The grid with 16 plug holes is attached to the fibergrid bench with two screws.

In the picture above the camera is attached to the bench with a bolt.

The shroud is pushed onto the grid and the camera slides into it. After that the camera bolt is tightened.

Light module shown here is already assembled with two screws and a ziptie holding the flashlight to the base.  Flashlight front should not be touching the PLA parts since they can melt or deform.

Closeup of the assembled fibergrid light module.

Attaching the fibers to the light module and camera module.

A sensor (fibergrid_sensor1.obj) is connected between the light and camera modules.

Two more fibers are added to the camera module.

This is my spool of 1mm fiberoptic cable.

A length of the fiberoptic cable with two plugs glued to both ends.  The fiber and the jacket are inserted into the plug with a drop of glue in it.  After the glue sets, clip off the end of the fiber with scissors.

Plugs, and a sensor in the background.

Choices for the grid: 16 connectors, 100 holes, 216 holes.  In the two grids on the right the fibers have to be inserted and attached with glue directly.

If you do not have a 3D printer, you can still play with this technology.  Bunch-O-Baloons water baloon straws are perfect for putting up to 37 fibers in a grid.  Fibers can be attached to individual straws with superglue.  Bunch-O-Baloons can screw onto a neck of a plastic water bottle making it easy to attach to any container with a light or a camera.  Glue the other end of the fibers directly into your sensors.  Paint everything black or wrap with black tape.

As an alternative to Bunch-O-Baloons, drill holes with the diameter of your fiber through two sheets of black 3mm thick plastic.  Enlarge the holes in one sheet to the thickness of your fiber jacket.  Align the holes and glue the two sheets together.  Secure fibers into the holes with glue.  When the fiber is inserted it goes through both sheets of plastic, however the jacket will go in half way making a secure connection.

Plugin the camera into your computer and point the fibers towards the light.  Start your favorite camera software.  You should see bright dots on your computer screen.  Nothing except fibers should allow light to enter the module.  It is important that the fibers are fixed securely in place and do not move on the screen when you slightly twist or pull on them.  If they shift or rotate, sensor readings will not be accurate.

Fibergrid_sensor1 folder in  fibergrid_3Dmodels_v0.1.zip contains a cad file with models for two tubes that fit inside each other.  There are also inserts for each tube. They have different diameters.  Print two inserts for each tube (4 total).

Start by cutting two circles of polarized plastic the diameter of the tubes (9mm and 8mm?) 

Slide an insert in the tube. place the plastic circle over it. Place another insert over that and push them all the way in. This way plastic gets sandwiched between the inserts across the tube.

Do the same for the other side.

Slide one tube in the other and connect the fibers to their ends.

Twisting the tubes should change the amount of light going through the sensor.

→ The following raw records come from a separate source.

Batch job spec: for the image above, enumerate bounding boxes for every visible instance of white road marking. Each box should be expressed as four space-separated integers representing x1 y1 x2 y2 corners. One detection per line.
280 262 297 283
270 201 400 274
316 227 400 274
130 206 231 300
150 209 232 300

Depending on your fiber, bending it might scatter light and change the sensor values.  To compensate for this, bundle two fibers going to a sensor together.  One fiber will be connected to a sensor and another directly to a light emitting fiber via a junction that dimms the light.  This emitter fiber has to be bundled with an emitter fiber going to the sensor.  Alternatively an LED can be placed directly inside the sensor and both fibers lit up by one LED.  Decrease in light intensity  due to physical deformation of the fiber can be compensated in software by adjusting the sensor value with respect to the second fiber value change.